For Professor Bo Honoré, living and teaching in Princeton comes with many perks.
First, there’s the ability to get out in nature, either by hopping on a local trail or going on a long bike ride and “seeing more cows than cars.” On the weekends, he helps Friends of Princeton Open Space clean up fallen trees after storms and replace invasive plant species with native ones.
He also enjoys the size of the town, which he says “is the best of both worlds.” Most days, he walks to work to the soundtrack of podcasts about soccer. “I also like that I can volunteer with a group of people from the area and then see some of them at a faculty meeting or in the grocery store.”
But perhaps one of his favorite things about Princeton is the university, which he says is “both one of the best research universities in the world, and a place that takes undergraduate education seriously.”
Honoré says he finds great satisfaction in teaching undergraduate econometrics, and admires how well his students learn to grasp new and difficult concepts. “The difference between what the typical student knows starting the class, and what they know at the end of the semester always amazes me.”
A first generation high school graduate from Denmark, Honoré knows how hard many of his students worked to earn a spot at Princeton, and he takes pride in helping them along their academic journey.
“My first flight was to go from Copenhagen to Chicago to start graduate school at the University of Chicago,” he said. “However, and sadly, I think that my academic route in Denmark was much easier than that of many American first-generation undergraduate students ending up at Princeton almost 40 years later.”
As a researcher, Honoré’s area of focus in microeconometrics–or techniques that help researchers better study “micro” units like individual people or companies. Much of his research focuses on how to estimate econometric models that combine elements of two models all economics students–including those in the department’s required undergraduate econometrics course–study at the outset: fixed effects in panel data and models with binary outcomes.
“These topics are literally covered in consecutive chapters of the textbook, and separately, they are topics that students who are new to econometrics can understand with a little effort.
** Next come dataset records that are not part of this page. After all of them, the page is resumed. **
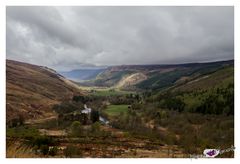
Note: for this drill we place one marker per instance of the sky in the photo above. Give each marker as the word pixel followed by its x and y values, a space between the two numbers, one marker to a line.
pixel 67 38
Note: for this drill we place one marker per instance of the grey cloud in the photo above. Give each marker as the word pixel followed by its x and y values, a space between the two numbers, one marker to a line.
pixel 72 37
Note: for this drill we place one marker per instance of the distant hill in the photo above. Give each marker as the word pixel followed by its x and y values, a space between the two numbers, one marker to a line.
pixel 31 90
pixel 82 74
pixel 154 77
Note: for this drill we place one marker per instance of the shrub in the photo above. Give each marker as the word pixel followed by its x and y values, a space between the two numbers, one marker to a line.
pixel 53 151
pixel 76 128
pixel 44 149
pixel 72 151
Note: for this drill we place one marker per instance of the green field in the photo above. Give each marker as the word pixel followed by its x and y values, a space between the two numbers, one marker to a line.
pixel 109 92
pixel 115 110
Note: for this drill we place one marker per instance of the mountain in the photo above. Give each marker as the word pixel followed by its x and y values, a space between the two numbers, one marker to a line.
pixel 82 74
pixel 154 77
pixel 31 90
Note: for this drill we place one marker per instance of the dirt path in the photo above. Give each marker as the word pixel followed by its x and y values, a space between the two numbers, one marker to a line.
pixel 48 116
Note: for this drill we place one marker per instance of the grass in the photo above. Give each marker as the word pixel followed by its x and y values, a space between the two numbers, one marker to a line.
pixel 110 92
pixel 115 110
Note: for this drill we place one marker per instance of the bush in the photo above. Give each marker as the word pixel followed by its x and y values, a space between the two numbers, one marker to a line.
pixel 76 128
pixel 95 127
pixel 53 151
pixel 94 116
pixel 72 151
pixel 44 149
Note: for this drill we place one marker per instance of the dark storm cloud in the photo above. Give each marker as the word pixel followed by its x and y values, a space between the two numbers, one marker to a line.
pixel 73 37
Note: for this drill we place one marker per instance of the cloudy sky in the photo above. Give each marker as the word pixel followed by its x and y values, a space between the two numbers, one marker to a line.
pixel 66 38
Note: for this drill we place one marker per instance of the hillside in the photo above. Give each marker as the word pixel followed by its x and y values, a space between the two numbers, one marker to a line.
pixel 154 77
pixel 82 74
pixel 32 90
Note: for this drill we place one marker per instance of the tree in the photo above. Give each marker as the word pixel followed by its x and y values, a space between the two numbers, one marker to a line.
pixel 44 149
pixel 94 116
pixel 53 151
pixel 95 127
pixel 76 128
pixel 72 151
Unfortunately, it becomes very difficult–and sometimes impossible–to estimate econometric models that combine the key aspects of both.”
Most of Honoré’s current research is theoretical. In “Selection Without Exclusion,” co-authored with former Princeton student Luojia Hu and published in the journal Econometrica, Honoré builds off work the University of Chicago’s Jim Heckman (who was also Honoré’s thesis advisor) on how to better estimate “sample selection models” that account for that fact that researchers may not have a representative sample but, until now, have only been applicable under a set of very strict–and sometimes unrealistic–assumptions. In “Moment Conditions for Dynamic Panel Logit Models with Fixed Effects,” Honoré and Martin Weidner of Oxford University begin what they expect will be a series of papers that show how researchers can combine fixed effects with models with discrete outcomes.
Highlighted Research
❱ Selection Without Exclusion
with Luojia Hu
❱ Moment Conditions for Dynamic Panel Logit Models with Fixed Effects
with Martin Weidner
Outside his work in econometrics, Honoré has become increasingly interested in studying economic outcomes for Asian Americans.
“This is partly motivated by some of the recent political rhetoric, but also by the fact that not only are Asian Americans the fastest growing ethnic group in the United States, but also the group with the largest within-group income inequality.”
In a recent working paper, Honoré and Luojia Hu show that Asian Americans with no college education were especially hard hit by the pandemic and ensuing economic crisis, and that the negative economic outcomes experienced by Asian American cannot be explained by differences in demographics or in job characteristics.
Given his passion for teaching and studying economics, we asked Professor Honoré why students should choose economics as a major.
“Well, they shouldn’t all choose economics,” he said. “I personally chose economics because I always liked the formal reasoning, but especially the puzzle-solving, aspect of math. But I also wanted to study something useful, either in terms of getting a job or in terms of thinking about real world problems. I think that at Princeton, the economics program would be a good option for someone with those preferences.”
Honoré says that as a student or researcher–in economics or some other discipline–what’s most important is working on a topic or question you like.
“Don’t work on a topic just because it is fashionable. If you are not passionate about what you work on, then your work probably won’t be very good, and you will have a hard time convincing others that they should like it.”